Ask a Jedi: Best way to trim text

Sal asks:

just curious what's the best way (or how you handle) to truncate a paragraph to only show say perhaps 500 chars.? I have a newsletter that I'm emailing out, and I only wanna show 500 chars. of each article in the email.

Ah, I love it when folks ask me the "best" way to do things since no matter what I say, I'm not wrong (grin). Seriously though - here are multiple ways to trim text.
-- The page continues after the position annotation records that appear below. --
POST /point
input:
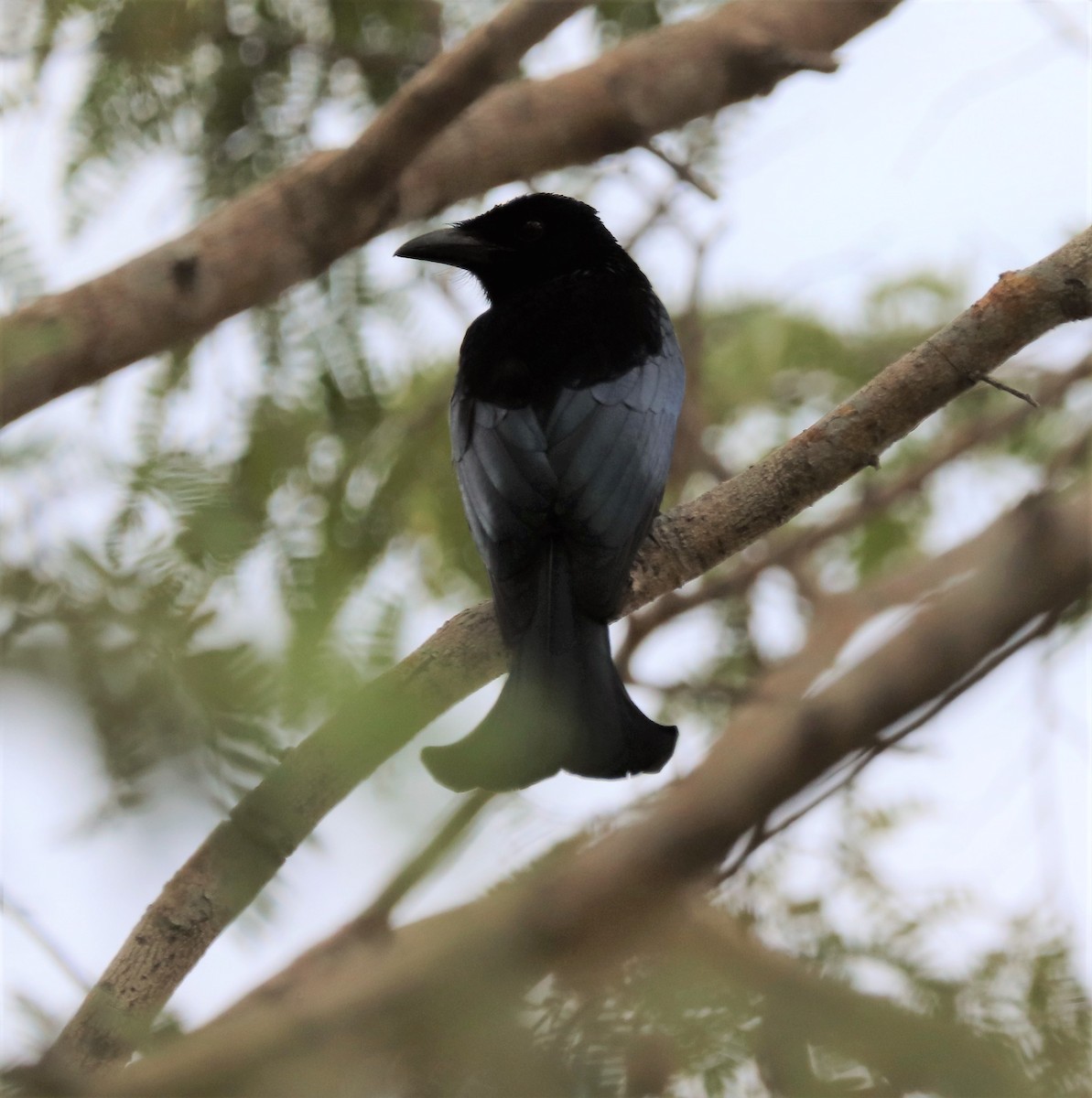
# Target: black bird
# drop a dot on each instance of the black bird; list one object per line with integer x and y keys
{"x": 563, "y": 425}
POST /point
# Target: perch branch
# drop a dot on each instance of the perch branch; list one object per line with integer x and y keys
{"x": 604, "y": 903}
{"x": 294, "y": 226}
{"x": 247, "y": 849}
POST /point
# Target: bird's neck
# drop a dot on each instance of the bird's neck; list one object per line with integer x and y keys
{"x": 572, "y": 332}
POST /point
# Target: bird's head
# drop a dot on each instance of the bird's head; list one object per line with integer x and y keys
{"x": 522, "y": 244}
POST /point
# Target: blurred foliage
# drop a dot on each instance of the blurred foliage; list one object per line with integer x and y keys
{"x": 250, "y": 576}
{"x": 689, "y": 1025}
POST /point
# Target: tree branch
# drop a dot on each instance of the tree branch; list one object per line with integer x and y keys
{"x": 605, "y": 901}
{"x": 794, "y": 544}
{"x": 914, "y": 1052}
{"x": 244, "y": 852}
{"x": 290, "y": 229}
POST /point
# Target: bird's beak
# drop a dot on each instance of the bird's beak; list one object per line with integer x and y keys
{"x": 453, "y": 246}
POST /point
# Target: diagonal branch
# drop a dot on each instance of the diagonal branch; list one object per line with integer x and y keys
{"x": 245, "y": 851}
{"x": 615, "y": 898}
{"x": 792, "y": 544}
{"x": 292, "y": 228}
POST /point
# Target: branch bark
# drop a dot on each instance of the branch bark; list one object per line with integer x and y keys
{"x": 290, "y": 229}
{"x": 795, "y": 544}
{"x": 245, "y": 851}
{"x": 611, "y": 899}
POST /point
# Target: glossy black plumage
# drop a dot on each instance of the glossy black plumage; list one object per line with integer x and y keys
{"x": 563, "y": 425}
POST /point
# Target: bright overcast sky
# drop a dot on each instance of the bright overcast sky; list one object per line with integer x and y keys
{"x": 955, "y": 138}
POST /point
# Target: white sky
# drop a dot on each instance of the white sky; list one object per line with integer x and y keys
{"x": 956, "y": 137}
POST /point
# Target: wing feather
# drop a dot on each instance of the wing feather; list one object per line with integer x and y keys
{"x": 591, "y": 471}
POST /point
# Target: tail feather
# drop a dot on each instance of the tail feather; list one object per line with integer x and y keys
{"x": 564, "y": 707}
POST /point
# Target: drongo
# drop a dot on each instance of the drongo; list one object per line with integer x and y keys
{"x": 563, "y": 424}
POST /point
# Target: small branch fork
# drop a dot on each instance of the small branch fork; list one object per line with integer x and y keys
{"x": 602, "y": 903}
{"x": 229, "y": 870}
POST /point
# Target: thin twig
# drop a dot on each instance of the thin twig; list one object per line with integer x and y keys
{"x": 1026, "y": 398}
{"x": 761, "y": 834}
{"x": 21, "y": 915}
{"x": 422, "y": 863}
{"x": 684, "y": 171}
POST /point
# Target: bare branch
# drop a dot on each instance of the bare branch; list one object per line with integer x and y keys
{"x": 605, "y": 901}
{"x": 792, "y": 544}
{"x": 244, "y": 852}
{"x": 290, "y": 229}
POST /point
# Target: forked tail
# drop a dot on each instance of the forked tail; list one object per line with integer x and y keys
{"x": 564, "y": 707}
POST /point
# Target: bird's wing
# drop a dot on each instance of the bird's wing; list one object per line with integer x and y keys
{"x": 591, "y": 472}
{"x": 610, "y": 447}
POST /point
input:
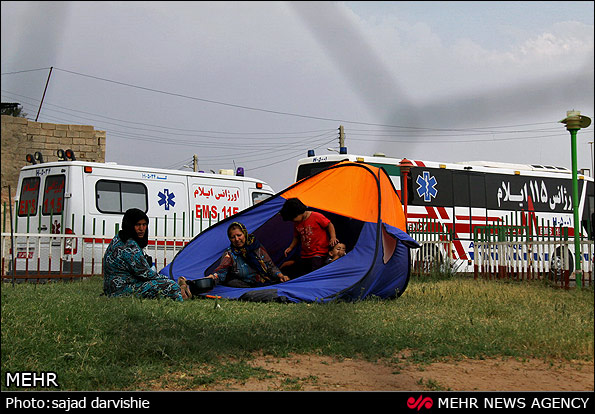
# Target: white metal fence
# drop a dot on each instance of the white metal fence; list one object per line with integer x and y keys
{"x": 550, "y": 260}
{"x": 65, "y": 256}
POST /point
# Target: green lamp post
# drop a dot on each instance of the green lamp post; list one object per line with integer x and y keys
{"x": 575, "y": 121}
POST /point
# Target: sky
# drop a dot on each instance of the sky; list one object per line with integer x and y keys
{"x": 258, "y": 84}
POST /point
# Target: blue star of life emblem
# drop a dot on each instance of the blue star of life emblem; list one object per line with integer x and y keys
{"x": 427, "y": 186}
{"x": 166, "y": 198}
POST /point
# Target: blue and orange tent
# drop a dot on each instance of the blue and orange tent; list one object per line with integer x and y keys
{"x": 365, "y": 209}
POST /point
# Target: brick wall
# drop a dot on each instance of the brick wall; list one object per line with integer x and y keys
{"x": 21, "y": 137}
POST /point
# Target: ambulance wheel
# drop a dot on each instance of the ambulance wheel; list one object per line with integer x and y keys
{"x": 428, "y": 258}
{"x": 557, "y": 270}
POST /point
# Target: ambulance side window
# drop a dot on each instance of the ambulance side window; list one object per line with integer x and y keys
{"x": 119, "y": 196}
{"x": 29, "y": 197}
{"x": 258, "y": 197}
{"x": 53, "y": 195}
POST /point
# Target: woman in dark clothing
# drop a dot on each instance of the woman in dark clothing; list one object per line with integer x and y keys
{"x": 126, "y": 269}
{"x": 246, "y": 263}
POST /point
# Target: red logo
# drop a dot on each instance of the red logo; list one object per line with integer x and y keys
{"x": 420, "y": 403}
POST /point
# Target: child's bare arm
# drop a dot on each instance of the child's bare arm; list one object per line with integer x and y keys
{"x": 332, "y": 235}
{"x": 294, "y": 243}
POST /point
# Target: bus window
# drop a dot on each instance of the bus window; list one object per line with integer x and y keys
{"x": 119, "y": 196}
{"x": 29, "y": 195}
{"x": 53, "y": 195}
{"x": 306, "y": 170}
{"x": 258, "y": 197}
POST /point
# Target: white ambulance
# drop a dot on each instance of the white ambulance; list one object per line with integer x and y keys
{"x": 67, "y": 212}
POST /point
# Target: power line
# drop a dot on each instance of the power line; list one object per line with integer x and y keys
{"x": 211, "y": 101}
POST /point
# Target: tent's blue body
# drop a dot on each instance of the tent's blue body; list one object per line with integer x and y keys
{"x": 378, "y": 263}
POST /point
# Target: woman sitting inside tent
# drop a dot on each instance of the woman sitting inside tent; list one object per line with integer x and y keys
{"x": 126, "y": 269}
{"x": 245, "y": 263}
Let's first start off with a block of text that we will use for our tests:

<cfsavecontent variable="quote">
The Constitution is not an instrument for the government to restrain the people, it is an instrument for the people to restrain the government -- lest it come to dominate our lives and interests. Patrick Henry.
</cfsavecontent>

So the quickest way to trim text is with left:

<cfoutput>#left(quote,100)#</cfoutput>

However if you use this on the text, you get:

The Constitution is not an instrument for the government to restrain the people, it is an instrumen

As you can see, the last word in the trimmed text, instrument, was cut off before the final t. This isn't a horrible thing of course, but it could be done better. ColdFusion does ship with a Wrap function, but that won't crop the text, it will simply break the text into lines of a certain length. It will break the text nicely though, so why not use list functions?

<cfoutput>#listFirst(wrap(quote,100),chr(10))#</cfoutput>

This returns a nicer trim:

The Constitution is not an instrument for the government to restrain the people, it is an

This works nicely, but I kinda feel 'dirty' doing it like this, so why not see if a UDF exists for this? Turns out one does: FullLeft. This UDF lets me do this instead:

<cfoutput>#fullleft(quote,100)#</cfoutput>

In theory it's doing a lot less work than wrap so it should be quicker.

Ok, so we're done, right? Well, what if we modify the quote a bit:

<cfsavecontent variable="quote">
The <a href="http://www.coldfusionjedi.com">Constitution</a> is <b>not</b> an instrument for the government to restrain the people, it is an instrument for the people to restrain the government -- lest it come to dominate our lives and interests. Patrick Henry.
</cfsavecontent>

As you can see I've added some HTML to the text. This HTML messes up my count. If I wanted to show 100 characters, I don't think I'd want HTML to count at all. In fact, I probably don't want to show HTML at all. I can fix that easily enough:

<cfset quote = rereplace(quote, "<.*?>", "", "all")>

Another issue is space. Now this is a contrived example, but it could happen in a live system:

<cfsavecontent variable="quote">
The <a href="http://www.coldfusionjedi.com">Constitution</a> is <b>not</b>










an
instrument for the government to restrain the people, it is an instrument for
the people to restrain the government -- lest it come to dominate our lives and interests.

Patrick Henry.
</cfsavecontent>

You can use another regex to handle this:

<cfset quote = rereplace(quote, "[[:space:]]+", " ", "all")>

Or conversely, if you use the wrap() function, it takes a 3rd argument to strip out existing line breaks and carriage returns.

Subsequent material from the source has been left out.